The museum’s collection is so diverse, it is difficult to pinpoint the highlights. One of the visitor’s favorites are the cast courts, a collection of casts of famous European monuments and sculptures.

At the end of the nineteenth century, when most people weren’t fortunate enough to travel around the continent, casts were a popular way of showing famous foreign monuments to the people. Among others, there are casts of Trajan’s column in Rome, the Portico de la Gloria from the Cathedral of Santiago de Compostela in Spain as well as a plaster replica of Michelangelo’s David sculpture.

Another favorite is the ‘Tiger of Tipu’, an eighteenth-century wooden mechanical construction depicting a British soldier attacked by a tiger. The construction, which was built for the Indian Sultan Tipu, even produces growling and screaming sounds.

Sultan Tipu's Tiger in the Victoria & Albert Museum in London
Sultan Tipu’s Tiger

To truly see the museum, you’ll need much more than just one day and no matter how many times you return, you’ll never pay a dime. Admission to the Victoria and Albert Museum is free and has been since 2001, but donations are welcomed.

Museum Architecture

The landmark front facade of the Victoria and Albert Museum stretches 220 meters (720 feet) along Cromwell Gardens. Fashioned from red brick and Portland cement, this portion of the museum was designed by Aston Webb in 1891 and served as an addition to the original museum. Construction took place from 1899 to 1909.

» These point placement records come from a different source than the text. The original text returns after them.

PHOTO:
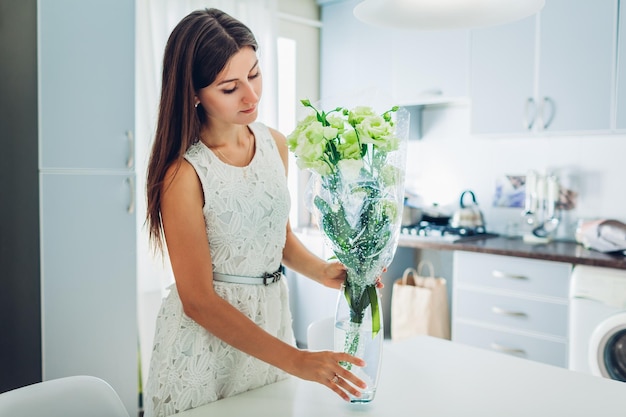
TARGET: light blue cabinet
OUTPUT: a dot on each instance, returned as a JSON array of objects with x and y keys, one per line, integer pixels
[
  {"x": 88, "y": 279},
  {"x": 548, "y": 73},
  {"x": 576, "y": 61},
  {"x": 502, "y": 77},
  {"x": 88, "y": 234},
  {"x": 512, "y": 305},
  {"x": 86, "y": 49},
  {"x": 621, "y": 70}
]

Webb’s design is rather eclectic. Most of the detail is Renaissance in style, though the building does have some medieval elements. The shallow arches supported by slender columns are Romanesque in form, and the detail there is decidedly classical. The tower above the main entrance is reminiscent of those built in the late Gothic period, particularly in Scotland. The extensive use of marble is evident in the interior.

Henry Cole Wing, Victoria & Albert Museum, London
Henry Cole Wing

The museum survived World War II pretty much intact, and it wasn’t until the 1950s and 1960s that additions and renovations began to be made, including the addition of the Henry Cole wing.

Renovation and Expansion

In 2001, the museum released the details of what they dubbed the “Future Plan”, which comprised its roadmap for the renovation and expansion of the museum over the following decades. In the first phase, the museum renovated several galleries with the help of renowned architects. And in 2009 it opened two new galleries: one displays ceramics and another houses an extensive collection of Medieval and Renaissance artifacts.

The second phase of the expansion plan was launched in 2010 when V&A announced it would hold a design competition for a major expansion of the museum. An earlier plan for the expansion in 2004 was met with fierce opposition due to its modern design, which showed a glass, seven-story-tall spiraling structure designed by Daniel Liebeskind. The museum instead decided to expand underground with a gallery designed by Amanda Levete Architects. The new expansion, which also features a new courtyard entrance and foyer, opened in 2017.